Weekender 3-Pack

Reviews

25 Points: TheNewerYork

newerThe Weekender 3-Pack
by TheNewerYork
240 pages / $22.00 buy from TheNewerYork

 

 

 

 

1. There is a market  (and when I say this I mean like, a common, growing… need, among readers) for very brief literature. This is not news for the twitter generation, the HTMLGIANT community, or internet writers. But, it bears repeating. We need things smaller.

2. As much as we need things short, we also need them to be deep. No!–we need some of it deep. We also need some of it funny and purejoy. We need some of it confusing. We need unsettling. We need beautiful, and we need deep.

3. TheNewerYork pours these parts (mostly equally) into the 70-some pages of each of their three journals (Book 0, Book 2, and Book 3–Book 4 is forthcoming this year). It’s this wildly interesting, thoughtful, colorful, ugly, pretty, stupid, weird. It’s equal parts smile-inducing and vomit-inducing. And no single piece of experimental fiction in these collections goes over two pages in length.

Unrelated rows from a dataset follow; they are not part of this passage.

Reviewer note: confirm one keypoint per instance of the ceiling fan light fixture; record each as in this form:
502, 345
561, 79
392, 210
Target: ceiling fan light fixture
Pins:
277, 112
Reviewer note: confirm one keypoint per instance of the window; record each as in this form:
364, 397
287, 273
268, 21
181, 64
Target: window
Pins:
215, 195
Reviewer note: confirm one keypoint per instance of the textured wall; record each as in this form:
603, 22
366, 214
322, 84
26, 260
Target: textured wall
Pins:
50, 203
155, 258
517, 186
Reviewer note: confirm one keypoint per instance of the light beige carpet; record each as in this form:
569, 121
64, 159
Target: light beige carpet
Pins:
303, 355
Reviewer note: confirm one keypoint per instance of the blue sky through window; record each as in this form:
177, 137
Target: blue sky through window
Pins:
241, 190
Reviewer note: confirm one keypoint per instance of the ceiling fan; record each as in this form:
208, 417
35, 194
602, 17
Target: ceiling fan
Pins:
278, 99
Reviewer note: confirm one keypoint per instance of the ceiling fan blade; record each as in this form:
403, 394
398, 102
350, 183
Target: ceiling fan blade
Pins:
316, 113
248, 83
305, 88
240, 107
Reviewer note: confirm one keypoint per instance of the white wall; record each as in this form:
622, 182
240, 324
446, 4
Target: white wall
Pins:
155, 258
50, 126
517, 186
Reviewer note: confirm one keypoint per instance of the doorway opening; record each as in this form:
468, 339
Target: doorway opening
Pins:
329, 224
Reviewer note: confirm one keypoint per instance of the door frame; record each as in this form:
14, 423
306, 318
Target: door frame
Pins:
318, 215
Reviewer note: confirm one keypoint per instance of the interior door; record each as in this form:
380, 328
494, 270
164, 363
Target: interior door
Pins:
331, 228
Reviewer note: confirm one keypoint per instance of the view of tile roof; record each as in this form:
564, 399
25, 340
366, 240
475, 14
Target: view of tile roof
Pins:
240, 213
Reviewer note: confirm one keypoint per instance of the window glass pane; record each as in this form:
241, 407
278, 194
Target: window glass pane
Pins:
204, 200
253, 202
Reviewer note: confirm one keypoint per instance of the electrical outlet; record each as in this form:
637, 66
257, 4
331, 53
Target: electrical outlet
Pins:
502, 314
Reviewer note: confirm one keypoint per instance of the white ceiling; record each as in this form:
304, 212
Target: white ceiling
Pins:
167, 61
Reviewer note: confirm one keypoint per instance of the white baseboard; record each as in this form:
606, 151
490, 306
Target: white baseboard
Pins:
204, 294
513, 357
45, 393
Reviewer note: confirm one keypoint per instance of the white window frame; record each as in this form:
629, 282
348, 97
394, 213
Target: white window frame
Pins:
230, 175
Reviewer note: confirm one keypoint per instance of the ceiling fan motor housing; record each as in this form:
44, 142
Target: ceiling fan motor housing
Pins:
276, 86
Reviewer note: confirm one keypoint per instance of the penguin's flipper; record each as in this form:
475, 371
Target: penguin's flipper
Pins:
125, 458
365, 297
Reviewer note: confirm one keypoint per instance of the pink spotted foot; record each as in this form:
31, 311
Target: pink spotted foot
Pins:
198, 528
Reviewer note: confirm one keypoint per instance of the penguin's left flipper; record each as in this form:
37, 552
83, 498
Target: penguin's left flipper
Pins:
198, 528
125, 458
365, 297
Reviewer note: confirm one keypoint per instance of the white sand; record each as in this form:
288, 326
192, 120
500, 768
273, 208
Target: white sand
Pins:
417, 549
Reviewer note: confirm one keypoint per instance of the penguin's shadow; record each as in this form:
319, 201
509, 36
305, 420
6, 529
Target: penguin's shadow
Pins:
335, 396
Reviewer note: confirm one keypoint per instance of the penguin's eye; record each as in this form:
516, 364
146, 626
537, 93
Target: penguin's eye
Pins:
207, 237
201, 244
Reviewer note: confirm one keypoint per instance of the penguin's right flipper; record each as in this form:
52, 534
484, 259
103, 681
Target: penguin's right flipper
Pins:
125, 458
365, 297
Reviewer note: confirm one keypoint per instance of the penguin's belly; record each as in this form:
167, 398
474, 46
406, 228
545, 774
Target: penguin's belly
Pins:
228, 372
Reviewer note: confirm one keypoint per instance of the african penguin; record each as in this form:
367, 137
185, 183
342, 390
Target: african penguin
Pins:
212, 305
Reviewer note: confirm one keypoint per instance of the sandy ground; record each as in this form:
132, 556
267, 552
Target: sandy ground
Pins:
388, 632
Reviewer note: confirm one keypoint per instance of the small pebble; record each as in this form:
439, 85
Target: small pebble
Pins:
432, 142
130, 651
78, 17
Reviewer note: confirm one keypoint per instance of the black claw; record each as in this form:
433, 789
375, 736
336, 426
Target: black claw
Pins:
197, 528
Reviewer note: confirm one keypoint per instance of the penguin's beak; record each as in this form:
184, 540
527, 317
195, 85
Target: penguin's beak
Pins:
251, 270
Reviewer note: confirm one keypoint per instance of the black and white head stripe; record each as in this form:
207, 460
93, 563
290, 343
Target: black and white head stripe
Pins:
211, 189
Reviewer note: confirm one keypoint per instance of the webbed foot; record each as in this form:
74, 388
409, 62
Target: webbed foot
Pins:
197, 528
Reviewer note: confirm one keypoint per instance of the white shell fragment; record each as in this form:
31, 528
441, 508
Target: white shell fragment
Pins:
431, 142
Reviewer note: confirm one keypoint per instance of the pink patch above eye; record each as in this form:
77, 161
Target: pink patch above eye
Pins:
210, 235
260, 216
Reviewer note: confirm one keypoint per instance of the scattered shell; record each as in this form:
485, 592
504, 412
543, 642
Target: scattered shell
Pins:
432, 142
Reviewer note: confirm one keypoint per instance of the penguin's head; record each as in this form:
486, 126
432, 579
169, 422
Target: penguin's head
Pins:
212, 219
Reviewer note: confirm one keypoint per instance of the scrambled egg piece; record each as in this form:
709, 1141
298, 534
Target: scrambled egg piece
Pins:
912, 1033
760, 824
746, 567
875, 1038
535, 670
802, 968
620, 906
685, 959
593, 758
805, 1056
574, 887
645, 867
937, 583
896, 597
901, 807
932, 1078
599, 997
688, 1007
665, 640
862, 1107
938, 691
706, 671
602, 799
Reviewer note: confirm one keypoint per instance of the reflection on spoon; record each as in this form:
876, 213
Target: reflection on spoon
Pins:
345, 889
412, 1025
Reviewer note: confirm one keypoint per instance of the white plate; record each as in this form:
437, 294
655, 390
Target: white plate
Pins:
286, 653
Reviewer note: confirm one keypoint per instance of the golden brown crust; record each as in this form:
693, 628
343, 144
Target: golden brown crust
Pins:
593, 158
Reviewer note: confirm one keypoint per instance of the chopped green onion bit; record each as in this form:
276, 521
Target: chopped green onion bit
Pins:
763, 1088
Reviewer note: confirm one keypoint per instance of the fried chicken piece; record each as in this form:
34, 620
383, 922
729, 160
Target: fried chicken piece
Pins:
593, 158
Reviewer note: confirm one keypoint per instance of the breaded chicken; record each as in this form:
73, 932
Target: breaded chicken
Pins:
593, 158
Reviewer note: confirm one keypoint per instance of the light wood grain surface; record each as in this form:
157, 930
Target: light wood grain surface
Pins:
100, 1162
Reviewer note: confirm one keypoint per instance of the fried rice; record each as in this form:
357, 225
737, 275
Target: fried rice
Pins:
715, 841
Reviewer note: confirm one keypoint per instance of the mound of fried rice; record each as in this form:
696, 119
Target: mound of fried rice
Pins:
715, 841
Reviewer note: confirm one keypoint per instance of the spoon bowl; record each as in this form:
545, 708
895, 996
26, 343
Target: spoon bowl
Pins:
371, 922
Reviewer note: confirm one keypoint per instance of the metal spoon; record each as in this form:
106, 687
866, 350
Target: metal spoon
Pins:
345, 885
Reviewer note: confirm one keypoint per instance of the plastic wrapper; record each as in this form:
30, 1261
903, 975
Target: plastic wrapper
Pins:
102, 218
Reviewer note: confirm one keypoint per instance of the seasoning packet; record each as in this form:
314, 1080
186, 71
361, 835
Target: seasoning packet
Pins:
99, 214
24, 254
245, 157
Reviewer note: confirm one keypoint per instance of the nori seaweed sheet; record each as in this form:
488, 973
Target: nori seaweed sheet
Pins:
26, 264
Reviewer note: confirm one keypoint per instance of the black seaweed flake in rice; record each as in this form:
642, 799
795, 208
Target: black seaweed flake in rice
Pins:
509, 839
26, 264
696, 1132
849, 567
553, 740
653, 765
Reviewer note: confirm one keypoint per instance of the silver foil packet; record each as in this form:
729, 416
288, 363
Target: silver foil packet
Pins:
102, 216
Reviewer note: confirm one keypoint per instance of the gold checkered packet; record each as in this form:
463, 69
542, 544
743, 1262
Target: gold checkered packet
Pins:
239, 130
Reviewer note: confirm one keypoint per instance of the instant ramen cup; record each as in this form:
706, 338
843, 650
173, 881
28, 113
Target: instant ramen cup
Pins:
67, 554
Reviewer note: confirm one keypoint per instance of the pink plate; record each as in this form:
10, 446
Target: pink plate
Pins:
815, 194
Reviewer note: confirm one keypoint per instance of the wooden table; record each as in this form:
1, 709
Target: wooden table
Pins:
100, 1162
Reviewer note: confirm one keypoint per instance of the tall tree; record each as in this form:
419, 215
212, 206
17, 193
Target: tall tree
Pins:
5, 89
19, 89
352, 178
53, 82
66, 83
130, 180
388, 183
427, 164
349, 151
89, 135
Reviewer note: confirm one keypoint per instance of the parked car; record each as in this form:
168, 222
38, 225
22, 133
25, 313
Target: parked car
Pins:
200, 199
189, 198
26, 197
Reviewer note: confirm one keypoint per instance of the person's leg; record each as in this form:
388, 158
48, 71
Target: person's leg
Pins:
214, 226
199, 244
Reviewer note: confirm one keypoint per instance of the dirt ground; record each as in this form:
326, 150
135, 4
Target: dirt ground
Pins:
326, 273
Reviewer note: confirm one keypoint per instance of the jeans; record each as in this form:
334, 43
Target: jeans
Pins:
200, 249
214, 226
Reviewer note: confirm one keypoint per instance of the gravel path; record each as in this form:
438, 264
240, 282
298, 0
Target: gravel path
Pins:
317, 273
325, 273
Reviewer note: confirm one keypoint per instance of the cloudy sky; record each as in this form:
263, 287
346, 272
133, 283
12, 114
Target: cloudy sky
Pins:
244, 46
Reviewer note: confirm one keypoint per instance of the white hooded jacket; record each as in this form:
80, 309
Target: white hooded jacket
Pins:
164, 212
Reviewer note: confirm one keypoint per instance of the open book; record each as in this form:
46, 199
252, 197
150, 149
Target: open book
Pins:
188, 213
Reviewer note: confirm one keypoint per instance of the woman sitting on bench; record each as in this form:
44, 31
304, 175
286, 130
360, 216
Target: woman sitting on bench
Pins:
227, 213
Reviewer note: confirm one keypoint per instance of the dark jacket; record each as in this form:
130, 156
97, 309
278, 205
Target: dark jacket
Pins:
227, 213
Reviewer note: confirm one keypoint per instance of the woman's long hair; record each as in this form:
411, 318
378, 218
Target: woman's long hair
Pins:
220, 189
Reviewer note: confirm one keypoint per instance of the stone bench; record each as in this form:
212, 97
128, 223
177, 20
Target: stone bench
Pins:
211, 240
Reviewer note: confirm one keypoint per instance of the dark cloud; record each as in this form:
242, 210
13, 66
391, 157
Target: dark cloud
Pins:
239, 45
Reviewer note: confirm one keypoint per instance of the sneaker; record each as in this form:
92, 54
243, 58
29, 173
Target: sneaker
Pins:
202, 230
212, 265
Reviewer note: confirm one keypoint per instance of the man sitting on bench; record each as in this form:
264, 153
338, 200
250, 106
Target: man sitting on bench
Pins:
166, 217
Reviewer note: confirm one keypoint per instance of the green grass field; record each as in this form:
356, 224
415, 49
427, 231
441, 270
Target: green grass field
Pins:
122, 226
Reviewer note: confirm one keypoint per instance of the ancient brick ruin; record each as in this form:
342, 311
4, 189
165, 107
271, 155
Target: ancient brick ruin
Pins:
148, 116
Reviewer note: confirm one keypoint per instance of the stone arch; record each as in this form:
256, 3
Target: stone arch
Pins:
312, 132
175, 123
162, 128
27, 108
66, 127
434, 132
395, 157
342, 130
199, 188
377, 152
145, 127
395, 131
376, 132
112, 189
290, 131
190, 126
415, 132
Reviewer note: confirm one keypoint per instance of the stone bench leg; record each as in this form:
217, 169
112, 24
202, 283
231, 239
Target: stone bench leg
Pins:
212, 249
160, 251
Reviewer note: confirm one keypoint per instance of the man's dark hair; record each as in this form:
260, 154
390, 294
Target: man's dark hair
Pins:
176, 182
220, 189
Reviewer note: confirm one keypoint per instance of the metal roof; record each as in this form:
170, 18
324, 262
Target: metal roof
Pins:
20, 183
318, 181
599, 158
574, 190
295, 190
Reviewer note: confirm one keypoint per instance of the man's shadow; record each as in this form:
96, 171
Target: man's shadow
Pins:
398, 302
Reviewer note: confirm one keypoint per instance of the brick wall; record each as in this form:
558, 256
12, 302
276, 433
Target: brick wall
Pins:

4. When it comes to literature, TNY is like  those bags full of halloween-sized candies. You want two or three at a time, you reach in, and take what you get. Some skittles, some m&ms, some fucking Almond Joy (ugh!), and every once and awhile a severed finger, a used condom, a sticky note with the answer to life written on it.

5. Aside from length and diversity, these pieces share at their fundamental bottom new forms of storytelling. David Foster Wallace solidified for us how fragmented culture/life/reality/consciousness is thanks to…well everything that constitutes society and its structures. Now our writers are taking up these little fragments and painting pictures of them, one at a time. Or, they are picking up a fragment (picture a shard of glass AS A SYMBOL for some little fragment or waste of society) and painting not it, but with it. With the colors the fragment contains. These pieces of literature are some of them the canvas and some of them the tool, the brush, the color, the pen.

6. Okay enough bullshit. These issues are fantastic. They entertain me very much. They make it fun to read.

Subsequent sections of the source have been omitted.